Each network is realised on a node as a small set of Linux interfaces:

• VRF — one per network. eBPF forwards all overlay traffic itself, so the kernel’s router never carries it in the pod-to-pod or pod-to-host direction. The VRF handles isolation the other way: a network’s interfaces add connected routes — for L3, the bridge’s link-local and its gateway subnet — and the VRF keeps them in its own table instead of the host’s main table, so the host stack can’t route into the overlay on its own. It keeps each network’s routes from leaking into the main table, between overlays, or between an overlay and the host. Both L3 and L2 networks get one.
• Bridge — one per L3 network, enslaved to that network’s VRF. An L3 network’s prefix is split into a host-local subnet per node; the bridge is the L2 segment for that subnet, forwarding between the pods on this node. It also carries the subnet’s gateway IP and a stable gateway MAC, which pods use as their default gateway. L2 networks have no bridge — their L2 domain spans nodes and is handled in eBPF.
• Pod veths — one pair per pod. The container end lives in the pod’s namespace; the host end is attached to the network’s bridge (L3) or directly to its VRF (L2). The pod-side MTU is reduced from the underlay MTU to leave room for the SRv6 encapsulation overhead.
• lc-host / lc-host-peer — a single veth pair for traffic that originates on the host itself (node-local health probes, a host process reaching a pod or ClusterIP). Host routes for pod and service prefixes point out lc-host; the traffic arrives on lc-host-peer’s ingress, the one place the in-kernel redirect to a pod is legal.
• Underlay interfaces — the node’s uplinks, identified as the interfaces carrying a default route. The primary uplink carries SRv6 traffic to and from other nodes; eBPF attaches to each managed underlay interface so encapsulated overlay traffic and other north-south ingress are all processed on entry.

Where eBPF attaches

Every Lace program attaches at the TC ingress hook of its interface — never egress. This is deliberate: the in-kernel redirect that hands a packet straight into a pod’s veth is only permitted from an ingress hook, so the whole pipeline is built around ingress.

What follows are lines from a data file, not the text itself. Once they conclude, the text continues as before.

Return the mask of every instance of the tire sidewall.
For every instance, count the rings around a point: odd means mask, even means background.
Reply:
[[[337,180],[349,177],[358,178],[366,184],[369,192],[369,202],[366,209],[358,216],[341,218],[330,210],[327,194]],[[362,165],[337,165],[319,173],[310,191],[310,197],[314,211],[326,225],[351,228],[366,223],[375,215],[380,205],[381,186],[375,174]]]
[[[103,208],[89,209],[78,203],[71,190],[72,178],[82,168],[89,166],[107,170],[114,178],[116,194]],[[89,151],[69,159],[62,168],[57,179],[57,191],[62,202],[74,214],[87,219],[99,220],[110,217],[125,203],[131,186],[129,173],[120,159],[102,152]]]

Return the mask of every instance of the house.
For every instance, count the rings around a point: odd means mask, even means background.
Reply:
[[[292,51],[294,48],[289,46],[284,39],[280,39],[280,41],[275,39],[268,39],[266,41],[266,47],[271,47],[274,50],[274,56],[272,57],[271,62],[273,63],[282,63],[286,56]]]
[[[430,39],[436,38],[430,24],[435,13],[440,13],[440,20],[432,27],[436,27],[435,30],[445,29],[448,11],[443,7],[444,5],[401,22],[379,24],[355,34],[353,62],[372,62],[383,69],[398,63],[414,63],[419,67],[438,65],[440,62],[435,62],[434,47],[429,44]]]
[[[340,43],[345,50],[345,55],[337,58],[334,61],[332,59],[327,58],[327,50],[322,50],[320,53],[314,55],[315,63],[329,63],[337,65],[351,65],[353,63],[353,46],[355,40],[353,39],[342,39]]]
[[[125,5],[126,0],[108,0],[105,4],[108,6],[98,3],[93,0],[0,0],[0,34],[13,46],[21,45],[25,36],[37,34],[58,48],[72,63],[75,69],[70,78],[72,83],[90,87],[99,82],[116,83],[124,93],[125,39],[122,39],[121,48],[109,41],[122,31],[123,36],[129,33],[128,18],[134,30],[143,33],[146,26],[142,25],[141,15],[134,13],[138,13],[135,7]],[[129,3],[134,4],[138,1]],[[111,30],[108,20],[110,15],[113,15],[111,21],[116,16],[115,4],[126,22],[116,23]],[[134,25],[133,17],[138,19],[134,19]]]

That single rule places the programs as follows:

• Pod host veth, ingress — a pod’s egress. Traffic leaving a pod is processed here, with separate programs for L3 and L2 networks.
• Underlay uplink, ingress — traffic arriving from other nodes and north-south. SRv6 is decapsulated here before the packet continues through the pipeline.
• lc-host-peer, ingress — host-originated traffic, redirected to the destination pod.

Connection tracking

Lace tracks every managed flow. The first packet of a new flow runs the full pipeline, and the decision it reaches is recorded as connection-tracking entries that match the flow in both directions:

• the forward direction — so the rest of the flow’s packets take the fast path and skip the pipeline,
• the return direction — so replies are recognised and follow the same path in reverse.

Because return traffic is matched against the entry created on the forward path, the data plane needs neither routing symmetry nor a matching reverse policy for it.

The pipeline

The entry programs hand off to a chain of small, self-contained stages, each tail-called from the last. A new flow runs through all of them; an established one is short-circuited at the fast path:

• Network classification — determine which overlay the packet belongs to and resolve its source and destination context.
• Fast path — look the flow up in connection tracking; a hit forwards it by the recorded decision and skips everything below.
• Routing — resolve the destination and the topology between networks to decide where the packet goes.
• Service routing — translate a service VIP to one of its backing endpoints.
• Policy — enforce reachability between the source and destination segments.
• Delivery — carry out the decision: encap in SRv6 to the node hosting a remote pod, local redirect to another pod on this node, or hand to the host stack (egress, optionally masqueraded). The flow is committed to connection tracking on the way out.

Every final accept or deny decision on a new flow is emitted as a structured trace event. Reading those traces and inspecting connection tracking is covered in Debugging the data plane.